Boussinesq: Théorie de l'intumescence liquide, applelée onde solitaire ou de translation, se propageant dans un canal rectangulaire, Comptes Rendus de l'Academie des Sciences, Volume 72, 1871, pp. 755-759.
Boussinesq: Théorie des ondes et des remous qui se propagent le long d'un canal rectangulaire horizontal, en communiquant au liquide contenu dans ce canal des vitesses sensiblement pareilles de la surface au fond, Journal de Mathématiques Pures et Appliquées. Deuxième Série, Volume 17, 1872, pp. 55-108.

Web links

Boussinesq equation, Mathworld

Individual evidence

^ Ablowitz, Clarkson, Solitons, nonlinear evolution equations and inverse scattering, Cambridge University Press 1991, p. 52
^ Based on Whitham, Linear and Nonlinear Waves 1974, z. B. prefactor 3 before ${\ displaystyle {u ^ {2}} _ {xx}}$
↑ LV Bogdanov, VE Zakharov, The Boussinesq equation revisited, Physica D, Volume 165, 2002, pp. 137-162, pdf
↑ Ablowitz, Clarkson, loc. cit.
↑ Wolfram, Mathworld, article Boussinesq equation, see web links
↑ Markus Witting, Heinz-Dieter Niemyer, Mathematical Modeling of Wave Run-Up and Overflow, The Coast, Volume 71, 2006, pp. 93-123, pdf
↑ The u defined in this section has nothing to do with the u in the section above, where u simply gives the solution of the dimensionless Boussinesq equation derived below.
↑ z. B. Lokenath Debnath, Nonlinear Water Waves, Academic Press 1994, p. 12 or RS Johnson, A modern introduction to the mathematical theory of water waves, Cambridge UP, 1997, p. 15f.

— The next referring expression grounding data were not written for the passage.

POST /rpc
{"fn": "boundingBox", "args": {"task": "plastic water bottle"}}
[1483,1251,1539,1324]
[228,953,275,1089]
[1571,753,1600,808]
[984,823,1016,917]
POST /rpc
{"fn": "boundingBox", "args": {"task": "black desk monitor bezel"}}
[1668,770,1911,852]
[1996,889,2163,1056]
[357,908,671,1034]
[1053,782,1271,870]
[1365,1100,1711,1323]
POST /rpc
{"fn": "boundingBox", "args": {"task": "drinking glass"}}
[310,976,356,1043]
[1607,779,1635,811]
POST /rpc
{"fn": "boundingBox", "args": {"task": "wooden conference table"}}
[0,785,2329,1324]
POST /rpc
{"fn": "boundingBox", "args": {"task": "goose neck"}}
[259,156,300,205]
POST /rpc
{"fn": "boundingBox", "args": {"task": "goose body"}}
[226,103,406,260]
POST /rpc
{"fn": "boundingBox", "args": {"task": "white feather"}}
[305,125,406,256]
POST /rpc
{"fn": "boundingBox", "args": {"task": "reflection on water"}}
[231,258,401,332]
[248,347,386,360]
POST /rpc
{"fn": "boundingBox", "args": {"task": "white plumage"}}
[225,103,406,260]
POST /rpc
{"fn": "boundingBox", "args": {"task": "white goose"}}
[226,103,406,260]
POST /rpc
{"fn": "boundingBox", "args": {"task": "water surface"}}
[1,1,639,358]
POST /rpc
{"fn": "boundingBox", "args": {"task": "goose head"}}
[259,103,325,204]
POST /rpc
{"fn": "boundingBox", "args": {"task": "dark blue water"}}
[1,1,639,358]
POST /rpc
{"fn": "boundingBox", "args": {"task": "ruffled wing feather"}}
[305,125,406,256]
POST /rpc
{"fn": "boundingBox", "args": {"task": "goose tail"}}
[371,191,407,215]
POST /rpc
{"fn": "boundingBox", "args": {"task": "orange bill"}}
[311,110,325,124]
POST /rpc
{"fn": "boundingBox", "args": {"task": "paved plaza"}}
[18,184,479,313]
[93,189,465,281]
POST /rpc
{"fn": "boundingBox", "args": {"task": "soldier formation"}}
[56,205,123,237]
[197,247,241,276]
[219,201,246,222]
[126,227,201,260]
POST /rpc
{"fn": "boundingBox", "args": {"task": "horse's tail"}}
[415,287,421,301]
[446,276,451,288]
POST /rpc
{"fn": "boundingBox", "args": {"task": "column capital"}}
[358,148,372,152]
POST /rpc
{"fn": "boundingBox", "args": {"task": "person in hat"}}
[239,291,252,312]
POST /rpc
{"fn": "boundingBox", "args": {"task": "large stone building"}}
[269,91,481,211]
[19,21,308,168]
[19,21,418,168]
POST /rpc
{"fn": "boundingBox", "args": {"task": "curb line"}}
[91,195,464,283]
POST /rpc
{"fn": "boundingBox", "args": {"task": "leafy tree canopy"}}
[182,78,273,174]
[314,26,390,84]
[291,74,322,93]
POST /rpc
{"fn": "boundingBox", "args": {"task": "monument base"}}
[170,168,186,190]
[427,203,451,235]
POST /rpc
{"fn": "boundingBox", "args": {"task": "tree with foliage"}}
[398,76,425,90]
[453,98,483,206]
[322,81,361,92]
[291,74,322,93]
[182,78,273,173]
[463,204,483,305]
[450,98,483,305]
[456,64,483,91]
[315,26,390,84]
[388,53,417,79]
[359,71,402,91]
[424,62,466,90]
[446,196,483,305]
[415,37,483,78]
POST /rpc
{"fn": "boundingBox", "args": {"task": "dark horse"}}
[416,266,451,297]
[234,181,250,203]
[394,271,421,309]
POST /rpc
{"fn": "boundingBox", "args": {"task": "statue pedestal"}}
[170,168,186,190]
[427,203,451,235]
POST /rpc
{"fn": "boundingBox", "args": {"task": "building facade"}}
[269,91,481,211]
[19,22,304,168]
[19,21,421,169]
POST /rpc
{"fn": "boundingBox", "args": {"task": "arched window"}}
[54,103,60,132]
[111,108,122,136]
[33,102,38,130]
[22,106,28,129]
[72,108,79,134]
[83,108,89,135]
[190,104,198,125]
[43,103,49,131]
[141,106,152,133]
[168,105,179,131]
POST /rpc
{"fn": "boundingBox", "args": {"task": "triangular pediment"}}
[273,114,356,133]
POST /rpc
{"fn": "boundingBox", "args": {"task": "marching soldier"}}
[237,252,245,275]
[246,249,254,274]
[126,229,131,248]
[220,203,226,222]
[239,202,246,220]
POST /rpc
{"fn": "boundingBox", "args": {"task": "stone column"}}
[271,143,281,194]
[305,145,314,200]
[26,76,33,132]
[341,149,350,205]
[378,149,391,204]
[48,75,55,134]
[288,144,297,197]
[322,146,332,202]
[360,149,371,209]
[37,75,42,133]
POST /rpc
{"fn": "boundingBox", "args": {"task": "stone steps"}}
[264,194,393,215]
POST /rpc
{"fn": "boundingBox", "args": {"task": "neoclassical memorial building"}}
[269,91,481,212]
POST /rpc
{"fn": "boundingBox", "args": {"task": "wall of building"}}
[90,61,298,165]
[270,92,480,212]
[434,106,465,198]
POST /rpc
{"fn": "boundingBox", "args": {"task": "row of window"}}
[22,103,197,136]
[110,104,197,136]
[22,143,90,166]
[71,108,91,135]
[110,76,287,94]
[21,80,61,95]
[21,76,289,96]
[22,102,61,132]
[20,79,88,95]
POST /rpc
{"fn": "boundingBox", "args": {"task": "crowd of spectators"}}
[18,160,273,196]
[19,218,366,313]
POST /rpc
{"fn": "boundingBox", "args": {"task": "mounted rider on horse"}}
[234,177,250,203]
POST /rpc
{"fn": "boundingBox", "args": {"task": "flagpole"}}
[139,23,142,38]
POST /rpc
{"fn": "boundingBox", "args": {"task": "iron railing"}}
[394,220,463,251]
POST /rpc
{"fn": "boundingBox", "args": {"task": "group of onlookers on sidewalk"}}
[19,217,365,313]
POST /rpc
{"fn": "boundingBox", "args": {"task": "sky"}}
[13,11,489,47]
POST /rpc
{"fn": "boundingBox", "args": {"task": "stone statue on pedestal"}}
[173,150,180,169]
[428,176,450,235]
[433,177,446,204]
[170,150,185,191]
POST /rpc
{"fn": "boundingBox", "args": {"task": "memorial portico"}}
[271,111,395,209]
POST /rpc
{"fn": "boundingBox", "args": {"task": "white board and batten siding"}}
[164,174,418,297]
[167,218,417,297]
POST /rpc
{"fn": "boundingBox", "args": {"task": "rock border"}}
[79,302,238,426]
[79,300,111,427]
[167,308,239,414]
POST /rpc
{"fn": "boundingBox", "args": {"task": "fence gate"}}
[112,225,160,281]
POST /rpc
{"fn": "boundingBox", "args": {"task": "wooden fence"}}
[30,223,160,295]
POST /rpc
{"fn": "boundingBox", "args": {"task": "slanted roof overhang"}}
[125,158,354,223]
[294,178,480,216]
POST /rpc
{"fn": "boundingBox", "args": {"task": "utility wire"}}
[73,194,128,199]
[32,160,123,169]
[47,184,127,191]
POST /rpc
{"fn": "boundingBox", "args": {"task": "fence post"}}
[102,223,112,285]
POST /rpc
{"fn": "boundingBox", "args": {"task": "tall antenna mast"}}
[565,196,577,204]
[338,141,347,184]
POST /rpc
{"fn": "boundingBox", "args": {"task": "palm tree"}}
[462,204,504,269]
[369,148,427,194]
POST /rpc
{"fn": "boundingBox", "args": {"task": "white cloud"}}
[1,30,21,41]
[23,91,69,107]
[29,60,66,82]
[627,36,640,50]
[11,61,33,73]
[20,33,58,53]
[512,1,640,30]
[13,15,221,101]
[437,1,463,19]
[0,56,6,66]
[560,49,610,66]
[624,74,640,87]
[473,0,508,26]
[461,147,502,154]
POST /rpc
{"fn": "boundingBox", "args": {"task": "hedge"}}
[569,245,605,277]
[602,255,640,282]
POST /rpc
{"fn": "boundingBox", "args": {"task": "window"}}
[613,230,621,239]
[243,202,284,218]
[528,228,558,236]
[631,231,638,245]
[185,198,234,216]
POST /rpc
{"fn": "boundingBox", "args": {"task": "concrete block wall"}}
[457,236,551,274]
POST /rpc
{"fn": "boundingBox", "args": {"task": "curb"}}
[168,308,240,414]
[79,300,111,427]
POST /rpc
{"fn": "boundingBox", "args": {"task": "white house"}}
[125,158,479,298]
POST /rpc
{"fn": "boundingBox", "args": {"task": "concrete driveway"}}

[1] Ablowitz, Clarkson, Solitons, nonlinear evolution equations and inverse scattering, Cambridge University Press 1991, p. 52

[2] Based on Whitham, Linear and Nonlinear Waves 1974, z. B. prefactor 3 before ${\ displaystyle {u ^ {2}} _ {xx}}$

[3] LV Bogdanov, VE Zakharov, The Boussinesq equation revisited, Physica D, Volume 165, 2002, pp. 137-162, pdf

[4] Ablowitz, Clarkson, loc. cit.

[5] Wolfram, Mathworld, article Boussinesq equation, see web links

[6] Markus Witting, Heinz-Dieter Niemyer, Mathematical Modeling of Wave Run-Up and Overflow, The Coast, Volume 71, 2006, pp. 93-123, pdf

[7] The u defined in this section has nothing to do with the u in the section above, where u simply gives the solution of the dimensionless Boussinesq equation derived below.

[8] z. B. Lokenath Debnath, Nonlinear Water Waves, Academic Press 1994, p. 12 or RS Johnson, A modern introduction to the mathematical theory of water waves, Cambridge UP, 1997, p. 15f.